24 077 Drugbeleid

Nr. 309 BRIEF VAN DE MINISTER VAN VEILIGHEID EN JUSTITIE

Aan de Voorzitter van de Tweede Kamer der Staten-Generaal

Den Haag, 29 mei 2013

In reactie op de Regeling van werkzaamheden van 26 maart, 14 mei en 21 mei 2013 over het coffeeshopbeleid, en mede naar aanleiding van de actualiteiten in Maastricht, bericht ik u als volgt.

Landelijk coffeeshopbeleid

Bestrijding van overlast en criminaliteit rondom coffeeshops is en blijft een kabinetsdoelstelling, zoals afgesproken in het regeerakkoord. Het ingezetenencriterium maakt in dit kader per 1 januari 2013 onderdeel uit van het landelijk kader van het Nederlandse gedoogbeleid, de Aanwijzing Opiumwet. Hiermee is het ingezetenencriterium onderdeel geworden van het landelijke gedoogbeleid coffeeshops.

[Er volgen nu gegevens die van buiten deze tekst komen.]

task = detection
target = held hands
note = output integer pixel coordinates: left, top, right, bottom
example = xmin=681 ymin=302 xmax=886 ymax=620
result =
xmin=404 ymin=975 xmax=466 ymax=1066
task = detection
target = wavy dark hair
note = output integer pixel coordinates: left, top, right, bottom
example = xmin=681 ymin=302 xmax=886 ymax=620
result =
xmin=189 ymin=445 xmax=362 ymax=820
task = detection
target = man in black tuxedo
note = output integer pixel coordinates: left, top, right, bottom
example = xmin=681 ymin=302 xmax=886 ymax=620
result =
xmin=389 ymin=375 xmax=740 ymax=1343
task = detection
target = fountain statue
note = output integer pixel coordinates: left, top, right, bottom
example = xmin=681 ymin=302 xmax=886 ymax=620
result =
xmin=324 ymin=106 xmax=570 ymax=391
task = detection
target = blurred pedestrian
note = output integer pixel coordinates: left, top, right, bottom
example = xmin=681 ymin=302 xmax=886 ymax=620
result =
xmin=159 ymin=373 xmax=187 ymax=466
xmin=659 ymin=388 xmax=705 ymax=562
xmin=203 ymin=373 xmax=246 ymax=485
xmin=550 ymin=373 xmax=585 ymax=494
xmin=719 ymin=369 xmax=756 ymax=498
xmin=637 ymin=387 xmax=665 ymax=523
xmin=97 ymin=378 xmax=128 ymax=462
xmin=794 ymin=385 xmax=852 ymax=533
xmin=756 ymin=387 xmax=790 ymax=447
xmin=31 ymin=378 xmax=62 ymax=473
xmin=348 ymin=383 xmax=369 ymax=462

Uitgangspunt is dat het lokale bestuur het coffeeshopbeleid – binnen het landelijke kader – vaststelt en de regie voert.

De handhaving van het ingezetenencriterium geschiedt in overleg met betrokken gemeenten en zo nodig gefaseerd, waarbij wordt aangesloten bij het lokale coffeeshop- en veiligheidsbeleid zodat er sprake is van lokaal maatwerk.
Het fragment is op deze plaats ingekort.